Because social innovation represents par excellence the need for multi-disciplinarity, and indeed disciplinary integration, in order to conduct research as well as support practice and policy. It is an important battering-ram breaking down the towers of traditional disciplinary silos! My academic carrier started as a geographer, which also uses a multi-disciplinary approach although within a spatial context, so my mind is already geared to hopping between subject areas to borrow and integrate what is useful to tackle real societal problems.
What is the biggest challenge for Social Innovation Research?
To get the balance right between helping to establish social innovation as an important academic research disciple with its own rigorous theories, whilst also remaining embedded in the grounded realities of the lives of people and communities so that it can assist in providing practical sets of tools to those on the front line.
What result can we expect from SI-DRIVE?
Many results of course, but the most important for me is to spread awareness of social innovation research, as well as its tools, to the main big international organisations, such as the United Nations, the World Bank, the OECD and the World Economic Forum.

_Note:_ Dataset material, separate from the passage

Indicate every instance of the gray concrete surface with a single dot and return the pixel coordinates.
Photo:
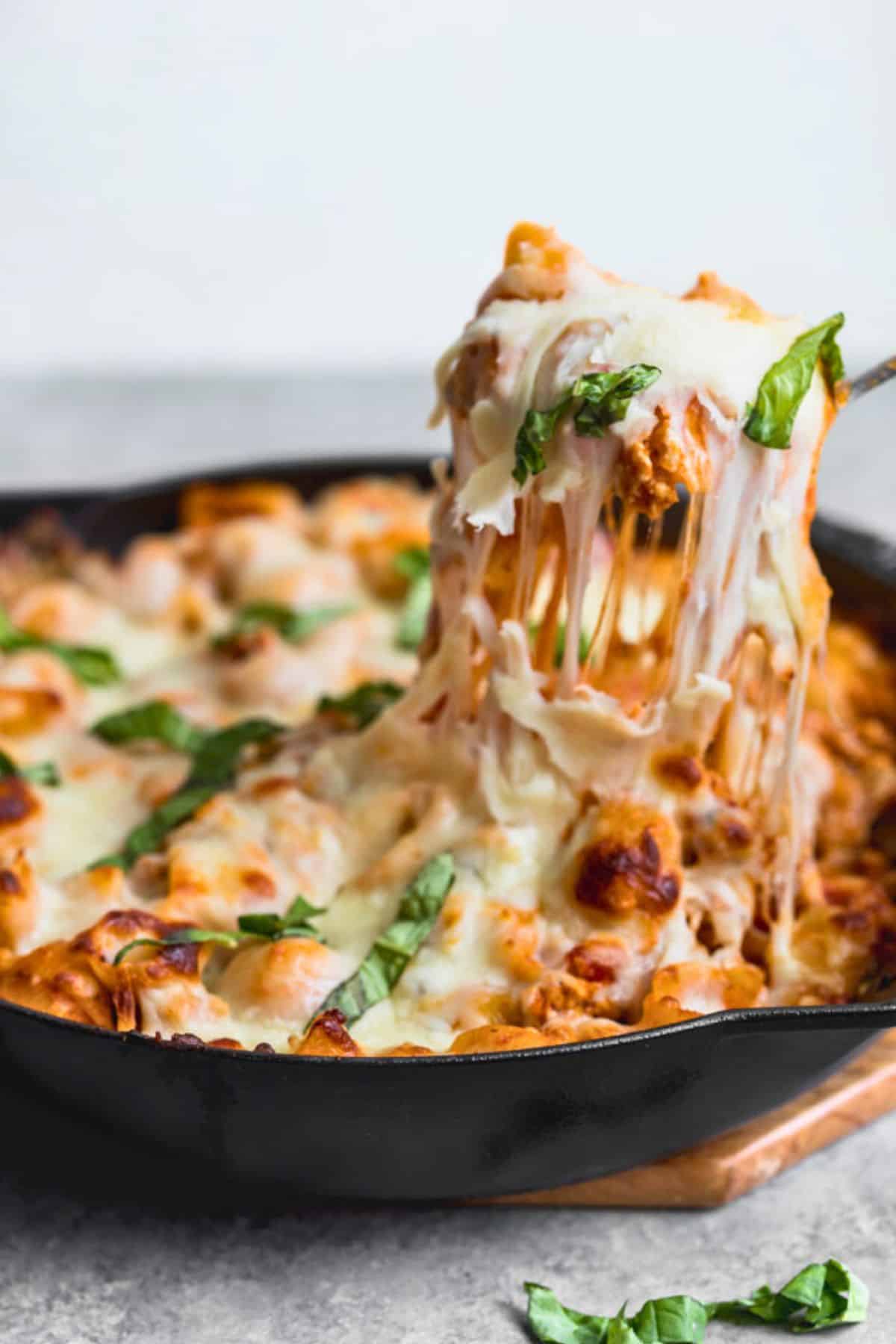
(89, 1250)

These organisations definitely work in many of the areas where social innovation is highly relevant, but in the main, they do not know about social innovation nor deploy its insights and tools. There is huge potential here, not least for the United Nations which is currently preparing the post-2015 Millennium Development Goals (MDGs) for sustainable development – or whatever they might be termed – concerning ‘wicked problems’ like inequality, employment, health, education, environment, good governance, etc. I am already working with most of these organisations and hope to use the global reach of SI-DRIVE to make an impact here.
Which book or article about Social Innovation should everybody read? Why?
It is extremely difficult to select just item one (just like on “Desert Island Discs”, which the Brits will know aboutJ), but if really pushed I would plump for:
Prahalad, C.K.; Hart, Stuart L. (2002). “The Fortune at the Bottom of the Pyramid”, Booz Allen Hamilton Inc.
Maybe not considered mainstream social innovation, but for me its approach and cases exhibit both high social impact on the poor of this world whilst also equipping them with new capacities to become entrepreneurial and earn decent livings. The book discusses new business models targeted at providing goods and services to the poorest people in the world, so shows how entrepreneurship need not be anathema to social good. According to Bill Gates, it “offers an intriguing blueprint for how to fight poverty with profitability.”